## BYOM In-Vantage Scoring with PMML and ONNX

In this notebook, we will show you how to work with the Bring Your Own Model (BYOM) pattern and BYOM In-Vantage Scoring. This pattern allows you to use whatever data science platform you want to perform model development and experimentation. You can use the vast majority of popular data science libraries and transformations. The only constraint is that you can convert it to one of the following open formats

- ONNX
- PMML
- H2O (MOJO)
- H2O (Driverless AI)

ONNX is become more popular by the day. It is a very efficient model format which was created and is maintained by Microsoft and its adoption by other companies and libraries as the standard open format is incresingly rapidly. While the name suggests it is primarily related to neural networks, it can be used with most sklearn libraries and algorithms. 


In this example, we will show you how you can develop in a notebook or other third-party tooling, produce a model and convert it to both `onnx` and `pmml` formats for deploying in Vantage with ModelOps.

In [1]:
import os
import pandas as pd
import getpass

from teradataml import (
    create_context, 
    remove_context,
    get_context,
    get_connection,
    DataFrame,
    retrieve_byom,
    PMMLPredict,
    configure)

In [2]:
username = input("Username")
password = getpass.getpass("password")

create_context(host="3.238.151.85", username=username, password=password, logmech="TDNEGO")

Password ··········


Engine(teradatasql://AOA_MASTER:***@3.238.151.85)

In [3]:
from xgboost import XGBClassifier
from sklearn.preprocessing import MinMaxScaler
from sklearn.pipeline import Pipeline


train_pdf = DataFrame.from_query("""
SELECT 
    F.*, D.hasdiabetes 
FROM pima_patient_features F
JOIN pima_patient_diagnoses D
    ON F.patientid = D.patientid
""").to_pandas(all_rows=True)

features = ["NumTimesPrg", "Age", "PlGlcConc", "BloodP", "SkinThick", "TwoHourSerIns", "BMI", "DiPedFunc"]
target = "HasDiabetes"

# split data into X and y
X_train = train_pdf[features]
y_train = train_pdf[target]

model = Pipeline([('scaler', MinMaxScaler()),
                  ('xgb', XGBClassifier(eta=0.2, max_depth=6))])

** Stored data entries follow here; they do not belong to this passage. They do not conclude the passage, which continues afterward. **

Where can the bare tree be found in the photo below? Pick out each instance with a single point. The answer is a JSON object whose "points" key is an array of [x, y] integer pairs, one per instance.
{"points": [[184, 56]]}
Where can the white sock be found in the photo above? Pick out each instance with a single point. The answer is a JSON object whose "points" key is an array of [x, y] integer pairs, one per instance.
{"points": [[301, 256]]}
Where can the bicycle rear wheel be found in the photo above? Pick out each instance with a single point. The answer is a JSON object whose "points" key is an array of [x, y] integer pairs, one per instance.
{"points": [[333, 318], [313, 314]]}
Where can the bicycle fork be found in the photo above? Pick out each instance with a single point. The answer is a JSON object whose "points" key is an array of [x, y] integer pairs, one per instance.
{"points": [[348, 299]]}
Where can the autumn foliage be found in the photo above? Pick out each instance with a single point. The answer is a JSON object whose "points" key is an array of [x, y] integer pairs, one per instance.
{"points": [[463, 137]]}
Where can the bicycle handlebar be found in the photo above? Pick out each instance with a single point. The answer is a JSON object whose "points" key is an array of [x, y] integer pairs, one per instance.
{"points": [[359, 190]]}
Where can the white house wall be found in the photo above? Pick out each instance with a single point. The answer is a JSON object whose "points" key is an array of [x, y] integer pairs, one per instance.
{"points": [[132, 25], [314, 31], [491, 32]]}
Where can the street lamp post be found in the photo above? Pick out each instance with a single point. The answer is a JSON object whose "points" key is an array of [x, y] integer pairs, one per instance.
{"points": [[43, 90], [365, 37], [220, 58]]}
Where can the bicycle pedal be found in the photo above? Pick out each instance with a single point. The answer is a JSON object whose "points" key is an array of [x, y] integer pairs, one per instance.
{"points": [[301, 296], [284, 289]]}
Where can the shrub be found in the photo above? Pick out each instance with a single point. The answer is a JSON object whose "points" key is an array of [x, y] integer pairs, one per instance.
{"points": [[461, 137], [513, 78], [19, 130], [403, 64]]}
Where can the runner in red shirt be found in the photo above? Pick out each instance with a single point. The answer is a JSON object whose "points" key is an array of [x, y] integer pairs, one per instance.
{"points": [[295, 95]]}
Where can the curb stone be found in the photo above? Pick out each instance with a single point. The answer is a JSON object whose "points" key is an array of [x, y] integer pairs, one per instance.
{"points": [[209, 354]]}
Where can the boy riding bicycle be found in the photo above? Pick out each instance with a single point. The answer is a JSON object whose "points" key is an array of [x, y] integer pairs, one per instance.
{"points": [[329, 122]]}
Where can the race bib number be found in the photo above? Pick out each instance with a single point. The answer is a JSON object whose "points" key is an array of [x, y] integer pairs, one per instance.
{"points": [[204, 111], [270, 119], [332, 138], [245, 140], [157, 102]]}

model.fit(X_train, y_train)


Pipeline(steps=[('scaler', MinMaxScaler()),
                ('xgb', XGBClassifier(eta=0.2, max_depth=6))])

#### Convert the model to PMML

You can use the sklearn2pmml or the nyoka python libraries to convert to pmml. The nyoka is a python only package and so it is preferrable. 

In [4]:
from nyoka import xgboost_to_pmml

xgboost_to_pmml(pipeline=model, col_names=features, target_name=target, pmml_f_name="model.pmml")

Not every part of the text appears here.